Either way gh-pages are static content and probably with some server side regional caches, so I'm not surprised it works.

  • Range headers are also how DownloadThemAll works.

    If you're pulling a single TCP stream across a crowded network, you get maybe 1/40th of the available bandwidth. If you do four range requests instead, you might see >3/40th of the bandwidth.

    This place we were contracting at, the managers were widely rumored to stream sports games at their desks, and our release cycle happened to fall on a game day. My poor coworker was downloading our installer every week, and the ETA was over 40 minutes. "Are you using DTA?" "No, what's that?" <fiddle fiddle> ETA: 12 minutes.

    12 minute pauses in the middle of a manual process are a lot easier to stomach than 40 minutes. Especially if something goes wrong and you have to do it twice.

One of the heaviest users of range requests is (or was) the Adobe Acrobat PDF plugin.

  • Also .mp4 files. The format is designed for seekability, and browsers take advantage of this.

    • You can even point VLC at a .iso file on a web server, and seek around in it.

    • Progressive JPEGs work well for this too, so you could have the same file used for a tiny thumbnail and large preview and full sized photo by sending different range requests. However you need to know how many bytes to request.

      I'm surprised this isn't used on mobile browsers to lower data usage. I'm sure with a little research you could figure out what a good mapping from pixel size to byte size should be to give good enough results.

      2 replies →

  • I remember putting together a sloppy http range implementation that initially only supported single ranges, it had quite the explosive effect on adobe reader when it didn't get the expected response to its multi-range requests :)

Not all webservers support/enable it, so YMMV.

But as long as you're dealing with a known server that does, then gravy!

  • nginx enables it by default. Another ingenious use of range request is zsync, it allows you to diff compressed binaries on a remote with local ones, so that you only have to download what has changed on an update. AppImage uses this

  • > Not all webservers support/enable it

    Could you provide an example of server that does not?

    AFAIK, Range is supported by all major CDNs, so not supporting it in web server would be a death knell for it's real-world adoption.

    • I can't think of a specific one, but a decent proportion (maybe a quarter?) of HTTP downloads I attempt don't support resuming a partial download, therefore don't support Range. (I.e. resuming always starts from the beginning.)
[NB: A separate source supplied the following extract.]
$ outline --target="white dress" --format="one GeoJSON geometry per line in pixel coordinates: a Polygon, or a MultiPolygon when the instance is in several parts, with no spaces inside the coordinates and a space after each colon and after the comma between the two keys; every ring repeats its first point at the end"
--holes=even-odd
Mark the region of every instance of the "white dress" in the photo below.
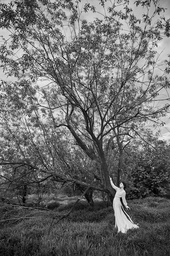
{"type": "Polygon", "coordinates": [[[116,191],[113,201],[113,207],[115,211],[115,227],[117,227],[117,232],[126,233],[130,229],[138,228],[139,226],[135,224],[130,217],[124,210],[121,205],[120,198],[122,199],[123,203],[125,207],[128,204],[126,200],[126,192],[114,185],[110,180],[111,185],[116,191]]]}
      I would assume this is often because the site in question isn't using Apache etc. to serve a file directly, but is either essentially proxying it to some custom-built file serving service, or a script that processes/authenticates the file in some way, and they just never bothered to implement Range.

    • Depends on what’s being served. Any decent static file server should support it, but if the content is at all dynamically produced then the authors would have to think to implement it and rarely do.